Zimbabwean President Robert Mugabe and a longtime opposition leader-turned-finance minister made an unusual joint appeal on Thursday for US$5 billion in international aid to revive the nation’s shattered economy.
The two men presented an economic recovery program that scraps the stringent price controls which have fueled a black market and spiraling inflation. It also sets up “safety nets and social protection for vulnerable groups exposed to market forces,” Finance Minister Tendai Biti said, without offering details.
The longtime opponents disagreed, however, over the causes of the country’s economic meltdown.
Biti said Zimbabwe had to do its part by restoring democratic freedoms and the rule of law — and demanded that a new wave of seizures of white-owned farms in recent weeks blamed on Mugabe loyalists stop.
“For the economy to turn around, we need to have good governance. Our politics must be right,” he told business leaders and government officials in Harare. “We are asking our international friends to help us.”
Mugabe said economic recovery required foreign aid and the removal of Western economic sanctions.
“We wish to appeal to all those countries which wish us to succeed to support our national endeavor.
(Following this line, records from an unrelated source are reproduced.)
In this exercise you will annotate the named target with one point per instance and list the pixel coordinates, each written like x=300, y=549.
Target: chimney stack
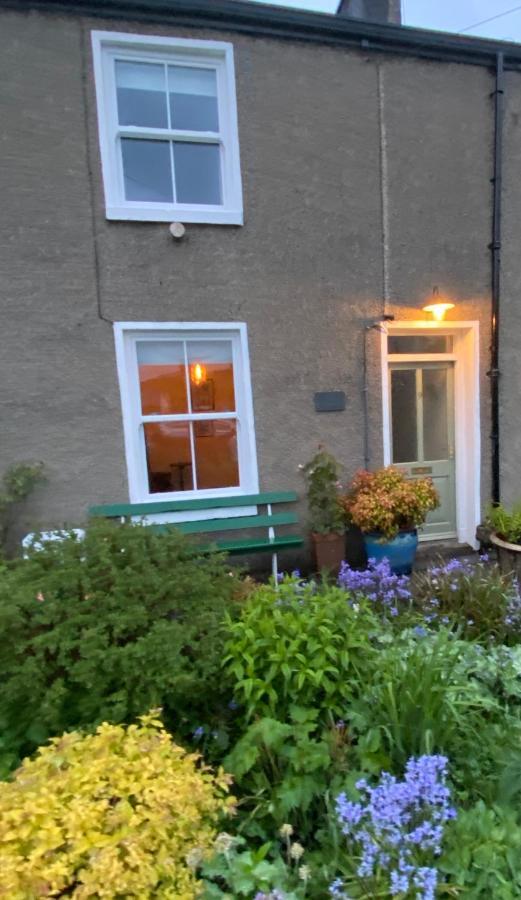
x=381, y=11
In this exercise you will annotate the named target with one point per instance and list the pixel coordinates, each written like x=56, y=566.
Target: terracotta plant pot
x=508, y=556
x=329, y=550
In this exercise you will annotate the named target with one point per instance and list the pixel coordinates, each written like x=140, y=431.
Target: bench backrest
x=270, y=519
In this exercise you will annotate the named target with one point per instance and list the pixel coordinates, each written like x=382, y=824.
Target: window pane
x=147, y=170
x=435, y=414
x=141, y=93
x=421, y=343
x=193, y=98
x=216, y=453
x=162, y=381
x=403, y=405
x=169, y=460
x=211, y=376
x=197, y=173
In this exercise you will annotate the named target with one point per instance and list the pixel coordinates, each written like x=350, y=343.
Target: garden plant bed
x=365, y=735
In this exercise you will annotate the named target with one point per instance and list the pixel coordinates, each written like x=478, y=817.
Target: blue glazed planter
x=400, y=551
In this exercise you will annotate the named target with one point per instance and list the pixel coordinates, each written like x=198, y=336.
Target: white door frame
x=465, y=355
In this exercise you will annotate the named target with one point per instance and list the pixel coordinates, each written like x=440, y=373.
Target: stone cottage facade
x=219, y=218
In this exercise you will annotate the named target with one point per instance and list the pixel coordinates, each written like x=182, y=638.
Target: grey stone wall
x=329, y=139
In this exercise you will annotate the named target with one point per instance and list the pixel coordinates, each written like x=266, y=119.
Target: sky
x=467, y=16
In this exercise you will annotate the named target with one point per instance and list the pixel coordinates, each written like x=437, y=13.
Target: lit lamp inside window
x=197, y=374
x=438, y=308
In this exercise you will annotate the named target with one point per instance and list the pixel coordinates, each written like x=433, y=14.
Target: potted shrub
x=326, y=516
x=388, y=507
x=505, y=535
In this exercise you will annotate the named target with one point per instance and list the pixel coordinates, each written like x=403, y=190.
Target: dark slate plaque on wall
x=330, y=401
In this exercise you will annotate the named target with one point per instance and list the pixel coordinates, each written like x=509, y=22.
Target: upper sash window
x=168, y=128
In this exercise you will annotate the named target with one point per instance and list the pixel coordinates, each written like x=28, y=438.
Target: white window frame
x=126, y=334
x=110, y=45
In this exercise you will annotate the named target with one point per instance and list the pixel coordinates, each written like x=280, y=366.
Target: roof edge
x=288, y=23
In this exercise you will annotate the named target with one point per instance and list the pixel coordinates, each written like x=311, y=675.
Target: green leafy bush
x=118, y=813
x=299, y=644
x=476, y=597
x=420, y=699
x=483, y=853
x=322, y=475
x=104, y=629
x=506, y=523
x=237, y=870
x=284, y=771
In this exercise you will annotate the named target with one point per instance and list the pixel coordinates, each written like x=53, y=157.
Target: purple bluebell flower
x=378, y=584
x=397, y=826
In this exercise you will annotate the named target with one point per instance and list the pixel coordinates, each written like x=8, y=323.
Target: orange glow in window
x=198, y=374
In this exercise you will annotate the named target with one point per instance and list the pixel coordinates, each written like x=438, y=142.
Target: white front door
x=422, y=434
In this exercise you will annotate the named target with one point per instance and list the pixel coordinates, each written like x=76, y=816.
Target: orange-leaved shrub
x=386, y=501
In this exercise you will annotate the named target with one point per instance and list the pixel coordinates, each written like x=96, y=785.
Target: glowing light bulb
x=438, y=310
x=198, y=374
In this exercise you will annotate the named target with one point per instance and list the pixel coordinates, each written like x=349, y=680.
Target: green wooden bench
x=269, y=520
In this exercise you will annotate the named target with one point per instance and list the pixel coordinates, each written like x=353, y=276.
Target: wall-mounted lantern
x=437, y=308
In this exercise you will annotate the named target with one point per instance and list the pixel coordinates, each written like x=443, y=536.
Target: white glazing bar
x=190, y=426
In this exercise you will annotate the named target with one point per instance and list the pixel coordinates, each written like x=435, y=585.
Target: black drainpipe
x=495, y=248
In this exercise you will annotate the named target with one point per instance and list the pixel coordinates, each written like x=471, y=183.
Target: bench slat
x=117, y=510
x=253, y=545
x=236, y=523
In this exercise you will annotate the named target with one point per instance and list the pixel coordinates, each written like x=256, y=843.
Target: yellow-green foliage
x=120, y=813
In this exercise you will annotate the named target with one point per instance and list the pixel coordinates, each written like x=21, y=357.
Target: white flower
x=296, y=851
x=224, y=842
x=194, y=858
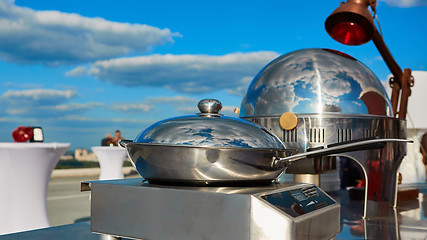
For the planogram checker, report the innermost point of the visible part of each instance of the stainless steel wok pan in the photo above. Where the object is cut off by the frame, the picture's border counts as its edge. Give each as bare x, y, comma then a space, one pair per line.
190, 165
210, 149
Friends of Zimbabwe, please come to our aid,” he said. “I appeal for the removal of your sanctions which are inhuman, cruel and unwarranted.”
Britain, the former colonial power, the EU and the US insist their official sanctions — travel and visa restrictions on Mugabe and more than 200 of his party leaders, officials and loyalists — have little bearing on the country’s economic crisis.
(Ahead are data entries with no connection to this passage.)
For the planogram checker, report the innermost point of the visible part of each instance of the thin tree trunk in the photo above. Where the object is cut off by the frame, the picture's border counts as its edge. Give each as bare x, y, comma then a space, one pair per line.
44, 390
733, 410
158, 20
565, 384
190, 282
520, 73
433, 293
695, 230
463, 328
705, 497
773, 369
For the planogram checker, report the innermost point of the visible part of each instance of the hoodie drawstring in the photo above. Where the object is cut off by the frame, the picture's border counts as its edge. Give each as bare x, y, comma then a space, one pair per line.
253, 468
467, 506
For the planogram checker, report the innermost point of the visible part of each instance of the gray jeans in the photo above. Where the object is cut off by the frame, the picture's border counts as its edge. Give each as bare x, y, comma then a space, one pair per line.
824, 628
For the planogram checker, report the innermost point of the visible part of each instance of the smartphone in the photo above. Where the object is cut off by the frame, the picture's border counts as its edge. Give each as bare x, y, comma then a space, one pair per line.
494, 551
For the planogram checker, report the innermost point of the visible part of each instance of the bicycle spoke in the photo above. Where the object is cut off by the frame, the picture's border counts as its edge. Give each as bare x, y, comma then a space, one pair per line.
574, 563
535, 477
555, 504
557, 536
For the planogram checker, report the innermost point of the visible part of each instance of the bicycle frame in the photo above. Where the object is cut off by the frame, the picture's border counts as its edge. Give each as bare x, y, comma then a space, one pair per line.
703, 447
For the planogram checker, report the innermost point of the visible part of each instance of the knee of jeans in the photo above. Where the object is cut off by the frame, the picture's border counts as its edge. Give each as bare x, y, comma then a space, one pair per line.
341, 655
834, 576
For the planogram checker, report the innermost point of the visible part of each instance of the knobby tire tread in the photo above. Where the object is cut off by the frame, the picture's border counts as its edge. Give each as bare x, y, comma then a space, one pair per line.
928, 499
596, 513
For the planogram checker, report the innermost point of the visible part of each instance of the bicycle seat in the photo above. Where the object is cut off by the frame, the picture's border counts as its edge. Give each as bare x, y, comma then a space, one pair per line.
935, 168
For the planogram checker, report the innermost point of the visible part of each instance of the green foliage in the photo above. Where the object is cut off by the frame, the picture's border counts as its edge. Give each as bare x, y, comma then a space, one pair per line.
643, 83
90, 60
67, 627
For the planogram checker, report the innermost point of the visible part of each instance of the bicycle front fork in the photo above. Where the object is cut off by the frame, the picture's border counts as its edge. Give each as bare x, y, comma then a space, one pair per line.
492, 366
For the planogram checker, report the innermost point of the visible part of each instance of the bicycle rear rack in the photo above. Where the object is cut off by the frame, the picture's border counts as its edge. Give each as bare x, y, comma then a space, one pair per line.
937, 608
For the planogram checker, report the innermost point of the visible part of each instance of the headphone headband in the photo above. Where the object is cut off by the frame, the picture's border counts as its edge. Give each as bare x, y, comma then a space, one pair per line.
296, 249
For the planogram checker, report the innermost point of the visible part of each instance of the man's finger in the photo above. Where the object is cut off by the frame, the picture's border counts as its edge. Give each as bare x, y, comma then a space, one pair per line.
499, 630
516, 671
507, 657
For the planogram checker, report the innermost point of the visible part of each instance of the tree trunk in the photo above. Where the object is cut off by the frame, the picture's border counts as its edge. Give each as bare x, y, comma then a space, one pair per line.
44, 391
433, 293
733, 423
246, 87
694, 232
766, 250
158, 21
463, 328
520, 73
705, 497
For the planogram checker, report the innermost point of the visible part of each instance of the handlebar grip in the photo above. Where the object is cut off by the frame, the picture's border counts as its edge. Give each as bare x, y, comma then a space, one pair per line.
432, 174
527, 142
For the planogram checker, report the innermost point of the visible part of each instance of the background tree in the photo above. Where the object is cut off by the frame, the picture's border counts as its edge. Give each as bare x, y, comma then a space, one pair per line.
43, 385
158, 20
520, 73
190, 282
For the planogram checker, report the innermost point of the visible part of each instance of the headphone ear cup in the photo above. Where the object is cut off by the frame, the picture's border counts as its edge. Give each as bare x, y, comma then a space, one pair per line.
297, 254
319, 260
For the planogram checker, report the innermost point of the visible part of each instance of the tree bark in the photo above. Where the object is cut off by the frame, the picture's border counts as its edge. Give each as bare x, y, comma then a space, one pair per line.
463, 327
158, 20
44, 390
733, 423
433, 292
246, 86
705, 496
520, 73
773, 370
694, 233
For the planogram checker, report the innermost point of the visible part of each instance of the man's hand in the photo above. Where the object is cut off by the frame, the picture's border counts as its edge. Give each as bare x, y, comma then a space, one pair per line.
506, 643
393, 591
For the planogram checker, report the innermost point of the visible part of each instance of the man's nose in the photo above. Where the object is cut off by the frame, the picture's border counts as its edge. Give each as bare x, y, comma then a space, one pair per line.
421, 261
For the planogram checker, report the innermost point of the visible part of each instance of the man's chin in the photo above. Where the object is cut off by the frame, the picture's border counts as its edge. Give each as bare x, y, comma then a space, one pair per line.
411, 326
In Washington, US State Department spokesman Robert Wood said the current US aid priority was to respond to Zimbabwe’s humanitarian crisis.
The US is awaiting evidence that Zimbabwe was “firmly and irrevocably on a path to inclusive and effective governance, and as well as respect for human rights and the rule of law,” he said.
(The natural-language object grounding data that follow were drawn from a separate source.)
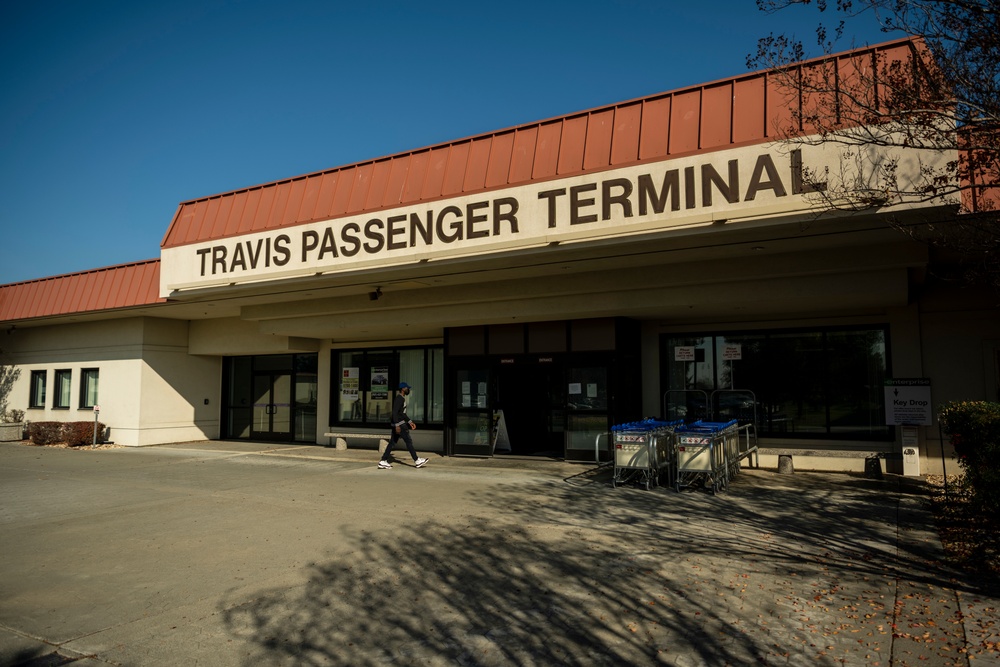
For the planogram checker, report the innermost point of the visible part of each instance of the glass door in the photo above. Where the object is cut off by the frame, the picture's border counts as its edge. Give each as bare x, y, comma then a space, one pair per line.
272, 406
587, 418
473, 414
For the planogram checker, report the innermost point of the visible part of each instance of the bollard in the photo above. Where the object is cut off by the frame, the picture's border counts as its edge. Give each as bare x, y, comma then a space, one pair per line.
873, 467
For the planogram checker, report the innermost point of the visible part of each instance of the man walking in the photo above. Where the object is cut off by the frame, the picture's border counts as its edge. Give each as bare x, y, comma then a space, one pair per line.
401, 427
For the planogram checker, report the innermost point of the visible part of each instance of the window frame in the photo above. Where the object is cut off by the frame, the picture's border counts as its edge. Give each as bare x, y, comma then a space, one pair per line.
39, 379
369, 358
57, 395
710, 342
86, 373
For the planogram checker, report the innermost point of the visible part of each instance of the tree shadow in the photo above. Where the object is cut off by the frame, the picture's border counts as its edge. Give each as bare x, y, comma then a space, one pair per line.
574, 572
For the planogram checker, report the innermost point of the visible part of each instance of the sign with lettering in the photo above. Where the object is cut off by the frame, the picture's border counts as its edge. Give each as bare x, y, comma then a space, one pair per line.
908, 402
650, 198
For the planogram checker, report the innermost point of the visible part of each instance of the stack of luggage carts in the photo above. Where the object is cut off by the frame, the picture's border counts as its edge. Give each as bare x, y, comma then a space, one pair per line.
700, 454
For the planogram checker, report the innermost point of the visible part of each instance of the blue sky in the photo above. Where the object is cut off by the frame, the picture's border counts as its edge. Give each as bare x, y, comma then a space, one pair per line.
112, 113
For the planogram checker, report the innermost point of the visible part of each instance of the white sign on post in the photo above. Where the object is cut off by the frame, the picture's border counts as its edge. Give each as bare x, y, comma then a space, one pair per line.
908, 402
732, 351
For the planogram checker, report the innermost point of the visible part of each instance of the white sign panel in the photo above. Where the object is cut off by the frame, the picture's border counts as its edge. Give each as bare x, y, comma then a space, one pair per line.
908, 402
684, 353
645, 199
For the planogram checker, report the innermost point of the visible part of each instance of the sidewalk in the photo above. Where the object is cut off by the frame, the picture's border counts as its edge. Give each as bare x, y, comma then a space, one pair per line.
246, 554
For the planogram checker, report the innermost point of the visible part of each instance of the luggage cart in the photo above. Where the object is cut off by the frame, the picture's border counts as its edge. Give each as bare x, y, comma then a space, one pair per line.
642, 450
703, 454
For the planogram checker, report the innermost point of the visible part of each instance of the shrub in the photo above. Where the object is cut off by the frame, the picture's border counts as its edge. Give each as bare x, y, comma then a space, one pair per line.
71, 433
974, 428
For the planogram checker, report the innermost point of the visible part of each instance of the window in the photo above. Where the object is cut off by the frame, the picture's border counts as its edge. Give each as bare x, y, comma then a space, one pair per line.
88, 387
366, 380
37, 398
61, 399
819, 383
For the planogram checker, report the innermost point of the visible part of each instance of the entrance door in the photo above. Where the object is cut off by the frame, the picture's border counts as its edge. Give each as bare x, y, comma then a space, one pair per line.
473, 413
533, 399
272, 406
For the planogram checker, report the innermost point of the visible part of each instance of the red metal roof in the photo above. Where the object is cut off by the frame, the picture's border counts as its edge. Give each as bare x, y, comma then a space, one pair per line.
122, 286
701, 119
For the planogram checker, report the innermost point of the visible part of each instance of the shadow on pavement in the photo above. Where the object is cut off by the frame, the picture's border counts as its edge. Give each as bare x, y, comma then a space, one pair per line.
779, 570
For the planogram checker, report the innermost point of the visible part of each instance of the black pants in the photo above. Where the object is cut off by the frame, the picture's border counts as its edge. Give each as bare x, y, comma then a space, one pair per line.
404, 433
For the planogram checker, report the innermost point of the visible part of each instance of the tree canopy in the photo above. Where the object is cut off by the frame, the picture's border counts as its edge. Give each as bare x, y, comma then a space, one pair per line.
944, 99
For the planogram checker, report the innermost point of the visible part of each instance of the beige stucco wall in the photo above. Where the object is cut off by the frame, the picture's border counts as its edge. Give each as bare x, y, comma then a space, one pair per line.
150, 389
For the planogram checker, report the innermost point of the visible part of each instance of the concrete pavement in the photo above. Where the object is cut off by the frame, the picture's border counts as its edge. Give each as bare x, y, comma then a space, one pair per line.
229, 553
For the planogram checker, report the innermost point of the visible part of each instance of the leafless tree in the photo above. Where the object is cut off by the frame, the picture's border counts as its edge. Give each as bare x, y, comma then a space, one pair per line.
936, 96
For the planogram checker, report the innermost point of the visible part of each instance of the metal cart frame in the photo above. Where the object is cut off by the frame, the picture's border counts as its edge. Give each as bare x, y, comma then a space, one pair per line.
642, 450
707, 452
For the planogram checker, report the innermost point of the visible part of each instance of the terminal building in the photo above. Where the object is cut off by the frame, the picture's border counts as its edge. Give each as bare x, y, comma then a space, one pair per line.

“But this government has to show more before we will consider ... removing any targeted sanctions or for putting together ... an aid package,” Wood said.
Some whites have been driven violently from their properties and homes and farms have been looted since Mugabe ordered a land redistribution campaign in 2000. The former regional breadbasket now faces chronic shortages of food, gasoline, basic goods, power and water. It also has the world’s highest inflation rate by far.
International donors are already helping Zimbabwe cope with hunger and cholera crises. But, suspicious of Mugabe, they have hesitated to pour in development aid until they see that Biti’s party has real authority in the new unity government.